P2782R0: A proposal for a type trait to detect if value initialization can be achieved by zero-filling

1. Changelog

R0
- First submission

2. Motivation and Scope

Consider the std::uninitialized_value_construct algorithm. This algorithm constructs a number of objects into uninitialized storage, value-initializing each object. A crude implementation looks like this:

template<class ForwardIt>
void uninitialized_value_construct(ForwardIt first, ForwardIt last)
{
    using Value = typename std::iterator_traits<ForwardIt>::value_type;
    ForwardIt current = first;
    
    try {
        for (; current != last; ++current)
            ::new std::addressof(*current) Value();
    } catch (...) {
        std::destroy(first, current);
        throw;
    }
}

This algorithm has a natural application in containers, since they have operations that require to value-initialize elements in bulk (such as resize(N), or a constructor such as container<X> obj(N)).

(Technically speaking, allocator-aware containers cannot use the algorithm directly, because they are supposed to use std::allocator_traits<Alloc>::construct; we’ll come back to this in a second.)

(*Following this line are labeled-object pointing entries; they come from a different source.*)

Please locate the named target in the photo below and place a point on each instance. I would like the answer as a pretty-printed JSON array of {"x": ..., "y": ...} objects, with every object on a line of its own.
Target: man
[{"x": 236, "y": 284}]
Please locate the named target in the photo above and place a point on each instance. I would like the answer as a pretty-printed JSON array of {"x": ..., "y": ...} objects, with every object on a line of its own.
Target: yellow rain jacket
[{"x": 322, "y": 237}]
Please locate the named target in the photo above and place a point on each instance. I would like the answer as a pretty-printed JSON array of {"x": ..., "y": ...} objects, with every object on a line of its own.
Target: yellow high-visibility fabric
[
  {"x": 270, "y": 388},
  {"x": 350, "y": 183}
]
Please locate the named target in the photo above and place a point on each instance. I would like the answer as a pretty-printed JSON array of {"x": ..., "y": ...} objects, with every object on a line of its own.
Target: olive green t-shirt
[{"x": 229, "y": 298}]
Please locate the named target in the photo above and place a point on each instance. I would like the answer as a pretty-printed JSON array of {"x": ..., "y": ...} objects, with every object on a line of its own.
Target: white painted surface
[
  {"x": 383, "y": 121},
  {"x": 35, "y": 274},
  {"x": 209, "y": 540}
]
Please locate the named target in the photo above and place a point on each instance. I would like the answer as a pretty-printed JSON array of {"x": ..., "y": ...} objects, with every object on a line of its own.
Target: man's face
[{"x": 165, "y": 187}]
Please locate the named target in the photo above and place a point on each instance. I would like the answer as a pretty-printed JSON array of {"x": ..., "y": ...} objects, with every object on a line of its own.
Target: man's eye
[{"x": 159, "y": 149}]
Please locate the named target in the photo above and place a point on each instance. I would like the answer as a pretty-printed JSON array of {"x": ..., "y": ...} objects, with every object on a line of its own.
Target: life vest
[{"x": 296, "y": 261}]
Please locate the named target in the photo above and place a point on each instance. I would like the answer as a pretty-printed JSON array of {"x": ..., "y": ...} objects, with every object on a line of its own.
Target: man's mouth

There’s an enormous performance improvement possible in case we need to value-initialize objects of a "simple" datatype, for instance int, and we’re constructing over contiguous storage (f.i. vector<int>). In this case, the for loop can be entirely replaced by a completely equivalent call to memset(ptr, 0, bytes_size);. In case we’re acquiring brand new storage, it could be acquired using calloc instead of malloc.

It turns out that optimizing compilers already do this transformation. For instance, GCC 12 has this codegen on X86-64:

#include <new> using T = int; extern T buffer[]; extern std::size_t N; int main() { for (std::size_t i = 0; i < N; ++i) ::new (buffer + i) T(); }	main: mov rdx, QWORD PTR N[rip] test rdx, rdx je .L7 sub rsp, 8 sal rdx, 2 xor esi, esi mov edi, OFFSET FLAT:buffer call memset xor eax, eax add rsp, 8 ret .L7: xor eax, eax ret

#include <new>

using T = int;
extern T buffer[];
extern std::size_t N;

int main() {
    for (std::size_t i = 0; i < N; ++i)
        ::new (buffer + i) T();
}

main:
        mov     rdx, QWORD PTR N[rip]
        test    rdx, rdx
        je      .L7
        sub     rsp, 8
        sal     rdx, 2
        xor     esi, esi
        mov     edi, OFFSET FLAT:buffer
        call    memset
        xor     eax, eax
        add     rsp, 8
        ret
.L7:
        xor     eax, eax
        ret

Compiler Explorer shows that GCC 12, Clang 15, MSVC "latest" all implement this optimization.

The branch in the generated code exists to avoid potentially passing nullptr to memset, which is undefined behavior (even if N is 0). Adding a compiler assumption on N > 0 makes the branch disappear.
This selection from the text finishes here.